Each year, URI Service Corps, a student-led, student-financed program sponsors Alternative Spring Break as an opportunity for students to participate in service-learning trips locally, nationally, or abroad. Trips are chosen for the issues the areas present, such as immigration injustice or lack of affordable housing.

In 2020, the URI Service Corps is offering a local trip partnering with South County Habitat for Humanity. “It’s an affordable service immersion program right in students’ backyard,” said Amy Albert, community engagement coordinator at the URI Center for Career and Experiential Learning, who advises URI Service Corps. “Students often end up volunteering for Habitat for Humanity long after their week-long experience.”

URI Service Corps is also offering a trip this spring for first-year students to travel to New Hampshire to work with various non-profit organizations. Students will also be traveling to Denver, Oakland, and New Orleans. In addition, Laredo, Texas, has been added as new site for students who originally planned to go to Guatemala with Habitat Global Village. That trip was cancelled by Habitat International to prioritize the health and safety of their staff, volunteers, partners, and the people they serve. Now, the students in Laredo will partner with the Laredo-Webb County Habitat for Humanity for an entire week of service.

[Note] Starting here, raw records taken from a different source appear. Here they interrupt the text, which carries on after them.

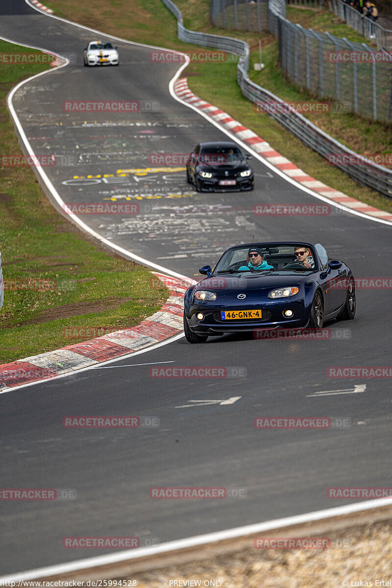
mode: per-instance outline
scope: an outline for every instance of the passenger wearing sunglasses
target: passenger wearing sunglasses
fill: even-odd
[[[294,255],[296,256],[296,262],[303,263],[308,269],[314,269],[314,260],[307,247],[304,247],[303,245],[294,247]]]
[[[244,270],[273,269],[273,266],[269,265],[266,261],[263,252],[258,247],[251,247],[248,249],[248,257],[250,260],[247,266],[243,265],[238,268],[239,272]]]

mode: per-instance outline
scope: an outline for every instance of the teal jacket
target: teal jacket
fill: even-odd
[[[272,265],[269,265],[266,261],[262,261],[260,265],[252,265],[252,262],[249,262],[247,266],[242,265],[240,268],[238,268],[238,271],[240,272],[241,270],[249,269],[249,268],[252,268],[253,269],[256,269],[259,270],[259,269],[273,269],[273,266]]]

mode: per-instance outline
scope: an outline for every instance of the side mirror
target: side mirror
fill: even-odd
[[[211,269],[210,265],[202,265],[199,270],[199,273],[203,273],[207,276],[207,278],[211,277],[212,272],[212,270]]]
[[[340,269],[342,266],[342,263],[339,261],[339,259],[330,259],[328,262],[328,267],[330,270],[331,269]]]

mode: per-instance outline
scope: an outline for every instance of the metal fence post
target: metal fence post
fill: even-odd
[[[298,37],[299,36],[299,29],[296,27],[295,29],[295,48],[294,51],[294,81],[297,83],[298,81]]]
[[[353,45],[352,43],[346,39],[346,37],[342,38],[344,42],[348,45],[348,46],[351,50],[356,51],[355,45]],[[353,94],[354,98],[354,112],[358,112],[358,65],[357,64],[357,59],[354,60],[353,62]]]

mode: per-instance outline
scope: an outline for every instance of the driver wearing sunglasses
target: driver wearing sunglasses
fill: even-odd
[[[303,264],[308,269],[314,269],[314,260],[310,255],[310,251],[307,247],[300,245],[294,248],[294,255],[296,256],[296,261]]]
[[[239,272],[244,270],[255,269],[273,269],[273,266],[269,265],[266,261],[263,252],[258,247],[251,247],[248,249],[248,257],[250,261],[247,266],[243,265],[238,268]]]

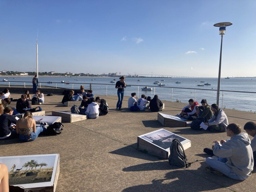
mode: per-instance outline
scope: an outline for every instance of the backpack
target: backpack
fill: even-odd
[[[38,99],[36,97],[33,97],[31,100],[31,104],[32,105],[39,105],[39,102],[38,101]]]
[[[191,163],[187,163],[187,157],[182,145],[176,138],[172,140],[170,147],[170,154],[168,158],[170,165],[180,167],[189,167]]]
[[[76,114],[79,114],[79,109],[78,107],[75,105],[74,105],[74,106],[72,106],[70,109],[71,110],[71,113],[75,113]]]

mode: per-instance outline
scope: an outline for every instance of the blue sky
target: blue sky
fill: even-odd
[[[256,1],[0,0],[0,70],[256,76]]]

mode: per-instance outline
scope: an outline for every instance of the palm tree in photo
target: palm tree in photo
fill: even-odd
[[[40,168],[39,169],[41,169],[41,168],[43,166],[47,166],[48,165],[45,163],[39,163],[38,164],[40,166]]]

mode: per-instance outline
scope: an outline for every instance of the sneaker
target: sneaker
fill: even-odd
[[[213,151],[210,148],[204,148],[203,149],[203,152],[212,156],[214,155],[213,154]]]
[[[205,170],[206,170],[206,172],[209,173],[216,174],[219,175],[224,175],[221,172],[219,172],[219,171],[211,167],[205,167]]]

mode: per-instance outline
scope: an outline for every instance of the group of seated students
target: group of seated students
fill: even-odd
[[[150,109],[152,112],[162,110],[163,105],[157,95],[155,95],[151,99],[150,97],[146,99],[146,96],[142,94],[138,101],[135,99],[136,93],[132,93],[131,96],[128,99],[128,108],[131,111],[143,111],[146,109]]]
[[[89,119],[96,119],[99,116],[108,114],[109,106],[106,100],[99,97],[95,98],[92,90],[88,90],[87,92],[88,93],[86,93],[83,88],[81,89],[80,93],[74,95],[74,91],[70,90],[68,93],[64,95],[61,102],[64,103],[67,101],[80,101],[79,97],[81,97],[82,102],[78,107],[80,114],[86,115]],[[73,99],[74,97],[75,99]],[[79,98],[80,99],[78,99]],[[99,106],[97,103],[100,103]]]

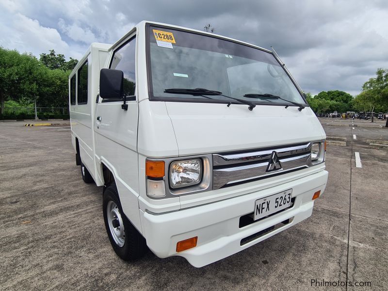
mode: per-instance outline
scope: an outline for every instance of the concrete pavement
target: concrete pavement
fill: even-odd
[[[82,181],[68,128],[0,123],[0,290],[387,290],[388,157],[365,141],[388,140],[388,130],[322,123],[347,142],[327,148],[329,182],[312,216],[200,269],[149,252],[121,260],[105,229],[102,189]],[[372,287],[311,286],[347,278]]]

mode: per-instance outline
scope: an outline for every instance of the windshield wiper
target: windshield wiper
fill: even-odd
[[[203,88],[196,88],[195,89],[173,88],[171,89],[164,89],[164,93],[170,93],[171,94],[188,94],[189,95],[193,95],[194,96],[202,96],[203,95],[219,95],[220,96],[224,96],[226,98],[230,98],[230,99],[236,100],[236,101],[238,101],[239,102],[243,104],[249,105],[249,107],[248,108],[248,109],[251,111],[253,110],[253,109],[256,107],[256,104],[252,103],[251,102],[249,102],[249,101],[224,95],[222,94],[222,92],[220,92],[220,91],[213,91],[211,90],[208,90],[207,89],[204,89]],[[206,97],[204,96],[204,97]],[[227,105],[228,107],[230,105],[230,103],[229,102]]]
[[[290,100],[287,100],[287,99],[284,99],[284,98],[282,98],[279,96],[276,96],[276,95],[273,95],[272,94],[245,94],[244,95],[244,97],[246,97],[247,98],[261,98],[262,99],[280,99],[280,100],[283,100],[284,101],[286,101],[287,102],[289,102],[293,104],[294,105],[296,105],[299,108],[298,108],[298,110],[299,111],[302,111],[303,109],[305,109],[305,106],[304,106],[302,104],[300,103],[298,103],[296,102],[294,102],[293,101],[290,101]],[[287,105],[286,106],[286,108],[289,107],[289,105]]]

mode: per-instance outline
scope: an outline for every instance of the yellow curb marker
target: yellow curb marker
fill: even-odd
[[[52,123],[30,123],[26,124],[24,126],[46,126],[48,125],[52,125]]]

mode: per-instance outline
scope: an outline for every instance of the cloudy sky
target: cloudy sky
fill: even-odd
[[[113,43],[142,20],[203,30],[270,48],[306,92],[358,94],[388,68],[385,0],[0,0],[0,46],[79,59],[92,42]]]

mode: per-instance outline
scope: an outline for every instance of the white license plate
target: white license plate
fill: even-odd
[[[289,207],[291,205],[292,189],[289,189],[255,201],[253,219],[257,220]]]

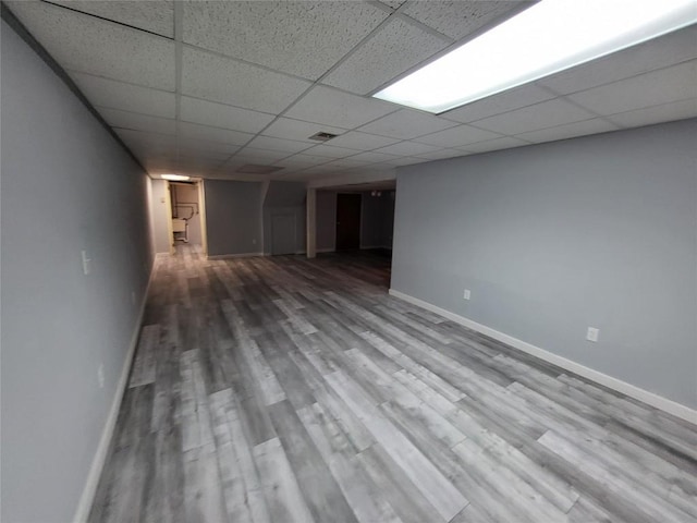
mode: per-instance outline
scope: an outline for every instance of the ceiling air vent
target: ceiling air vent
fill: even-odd
[[[272,172],[283,169],[278,166],[259,166],[257,163],[247,163],[237,169],[237,172],[245,172],[247,174],[271,174]]]
[[[337,136],[339,136],[339,135],[338,134],[319,132],[317,134],[313,134],[309,137],[309,139],[316,139],[317,142],[327,142],[328,139],[335,138]]]

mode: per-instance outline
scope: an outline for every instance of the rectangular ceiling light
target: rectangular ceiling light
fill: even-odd
[[[374,96],[440,113],[697,22],[697,0],[542,0]]]

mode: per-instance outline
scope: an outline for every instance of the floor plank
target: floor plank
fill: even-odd
[[[697,427],[387,293],[158,258],[90,522],[697,522]]]

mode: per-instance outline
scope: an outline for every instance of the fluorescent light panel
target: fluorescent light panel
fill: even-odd
[[[184,174],[161,174],[160,178],[170,182],[187,182],[192,179],[192,177],[185,177]]]
[[[440,113],[697,22],[697,0],[542,0],[374,96]]]

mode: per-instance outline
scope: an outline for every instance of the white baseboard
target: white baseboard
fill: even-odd
[[[565,357],[553,354],[549,351],[546,351],[545,349],[540,349],[539,346],[527,343],[526,341],[518,340],[517,338],[504,335],[503,332],[499,332],[498,330],[487,327],[486,325],[478,324],[464,316],[460,316],[455,313],[451,313],[450,311],[445,311],[444,308],[419,300],[418,297],[404,294],[403,292],[396,291],[394,289],[390,289],[390,295],[436,313],[440,316],[443,316],[444,318],[455,321],[456,324],[463,325],[464,327],[467,327],[472,330],[476,330],[477,332],[481,332],[482,335],[493,338],[494,340],[499,340],[506,345],[518,349],[527,354],[539,357],[540,360],[545,360],[546,362],[552,363],[559,367],[583,376],[584,378],[588,378],[599,385],[616,390],[617,392],[622,392],[629,398],[643,401],[644,403],[655,406],[656,409],[660,409],[661,411],[668,412],[669,414],[677,416],[682,419],[697,424],[697,411],[686,405],[677,403],[673,400],[669,400],[653,392],[649,392],[648,390],[641,389],[632,384],[627,384],[626,381],[622,381],[621,379],[613,378],[612,376],[608,376],[607,374],[602,374],[598,370],[586,367],[571,360],[566,360]]]
[[[87,474],[87,481],[85,482],[83,494],[80,497],[80,502],[77,503],[77,510],[75,510],[75,516],[73,518],[74,523],[84,523],[87,521],[87,518],[89,516],[89,510],[91,509],[91,506],[95,501],[95,494],[97,494],[97,485],[99,484],[101,471],[105,467],[105,462],[107,460],[107,454],[109,452],[109,446],[111,445],[111,437],[113,436],[113,430],[117,426],[119,410],[121,409],[121,400],[123,400],[123,393],[129,382],[129,373],[131,372],[131,363],[133,362],[135,349],[136,346],[138,346],[138,339],[140,337],[140,326],[143,324],[143,318],[145,317],[145,305],[148,301],[150,285],[152,284],[152,277],[155,275],[156,262],[158,258],[162,257],[160,256],[160,254],[164,254],[169,256],[168,253],[158,253],[155,256],[155,259],[152,260],[152,267],[150,267],[150,276],[148,278],[148,284],[145,288],[145,294],[143,295],[143,301],[140,302],[140,311],[138,312],[136,326],[133,331],[133,336],[131,337],[131,345],[129,346],[129,352],[126,353],[126,357],[123,362],[123,367],[121,368],[121,376],[119,376],[119,381],[117,382],[117,390],[114,391],[113,400],[111,401],[111,409],[109,410],[107,422],[105,423],[105,427],[101,431],[101,437],[99,438],[97,452],[95,452],[95,457],[91,460],[91,465],[89,466],[89,473]]]
[[[265,253],[216,254],[213,256],[206,256],[206,259],[252,258],[255,256],[267,256],[267,255]]]

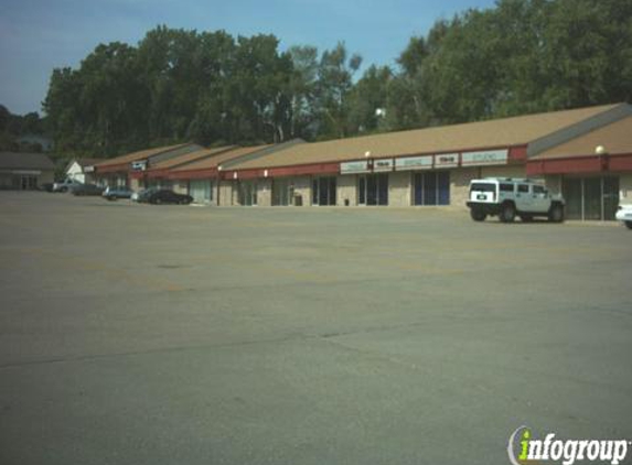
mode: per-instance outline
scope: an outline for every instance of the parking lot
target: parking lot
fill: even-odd
[[[632,441],[620,225],[2,192],[0,239],[2,464],[506,464],[523,424]]]

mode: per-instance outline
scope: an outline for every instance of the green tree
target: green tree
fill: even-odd
[[[324,51],[318,69],[317,111],[319,137],[343,138],[353,132],[349,127],[347,97],[353,87],[353,75],[360,68],[362,57],[349,57],[344,43]]]

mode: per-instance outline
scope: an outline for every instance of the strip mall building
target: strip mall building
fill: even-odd
[[[632,106],[314,143],[182,144],[108,160],[96,173],[104,184],[169,186],[219,206],[464,207],[472,179],[528,176],[564,194],[568,218],[612,219],[620,199],[632,202]]]

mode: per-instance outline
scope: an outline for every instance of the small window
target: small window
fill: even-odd
[[[496,192],[496,185],[491,183],[474,183],[470,187],[470,192]]]
[[[534,194],[544,194],[546,192],[546,188],[544,188],[544,186],[533,186],[533,193]]]

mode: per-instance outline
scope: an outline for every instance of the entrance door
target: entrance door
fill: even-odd
[[[312,180],[312,205],[335,205],[335,177],[323,176]]]
[[[254,181],[239,182],[239,205],[257,205],[257,183]]]
[[[415,173],[415,205],[450,205],[450,172]]]
[[[566,201],[566,217],[568,219],[582,219],[581,180],[564,180],[563,195]]]
[[[357,179],[358,205],[388,205],[388,174],[364,174]]]
[[[189,183],[189,195],[196,204],[208,204],[213,198],[213,182],[210,180],[195,180]]]
[[[614,219],[619,205],[619,177],[565,179],[563,194],[569,219]]]
[[[619,208],[619,177],[603,179],[603,219],[613,220]]]
[[[291,205],[293,191],[290,180],[272,180],[272,206]]]

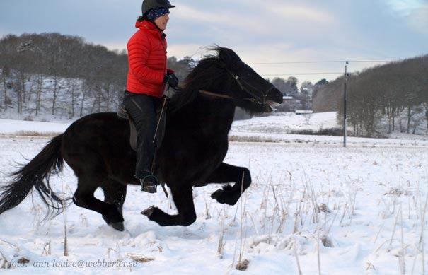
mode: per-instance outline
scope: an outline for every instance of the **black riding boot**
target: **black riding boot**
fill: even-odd
[[[155,144],[153,142],[156,127],[157,98],[144,94],[125,92],[123,105],[131,115],[137,130],[137,164],[135,177],[140,180],[141,190],[155,193],[158,184],[153,174]]]

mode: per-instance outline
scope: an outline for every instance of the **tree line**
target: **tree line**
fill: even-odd
[[[344,82],[345,76],[340,77],[313,95],[315,110],[338,110],[341,124]],[[428,54],[350,74],[347,103],[347,120],[355,136],[428,135]]]
[[[192,62],[173,57],[168,65],[184,79]],[[80,37],[4,36],[0,39],[0,112],[74,118],[115,111],[126,88],[127,66],[126,51],[110,51]]]

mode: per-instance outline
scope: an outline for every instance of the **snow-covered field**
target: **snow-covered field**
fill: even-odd
[[[149,221],[141,210],[154,204],[173,213],[173,204],[162,192],[129,186],[125,232],[97,213],[67,209],[64,256],[64,217],[42,223],[45,208],[35,192],[0,216],[0,273],[428,272],[428,141],[348,138],[343,148],[340,137],[282,131],[334,127],[333,117],[314,114],[308,124],[300,116],[235,122],[234,139],[258,142],[231,142],[226,161],[249,167],[253,185],[233,206],[211,199],[219,185],[195,189],[197,219],[188,227]],[[59,133],[69,124],[0,119],[0,184],[50,139],[25,132]],[[51,184],[71,197],[76,178],[66,169]],[[103,198],[101,192],[96,196]],[[240,260],[245,271],[236,268]]]

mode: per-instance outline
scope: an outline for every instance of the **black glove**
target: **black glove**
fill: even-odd
[[[163,77],[163,83],[170,86],[170,87],[175,88],[178,85],[178,78],[174,74],[167,74]]]

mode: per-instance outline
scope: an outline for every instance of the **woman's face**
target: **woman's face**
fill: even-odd
[[[166,29],[166,25],[168,24],[168,21],[169,20],[169,13],[165,13],[162,16],[159,16],[154,20],[154,23],[156,24],[158,28],[161,29],[161,30],[165,30]]]

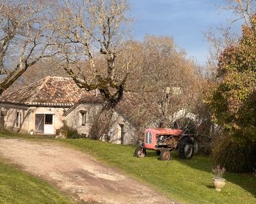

For more than 20 years, URI and South County Habitat for Humanity have worked together to address the state’s housing crisis. The outcomes of that partnership include a housing development, a half a million dollars raised, and ongoing rehab projects across southern Rhode Island. Students also benefit from equally significant but unquantifiable gains: skills honed, friendships made, and the satisfaction of serving one’s community.

The experience also affords students the opportunity to reflect on issues such as power and privilege—as well as ways they can use their talents and skills to change things. “Students can share, learn, and leverage their servant leadership skills,” Albert says.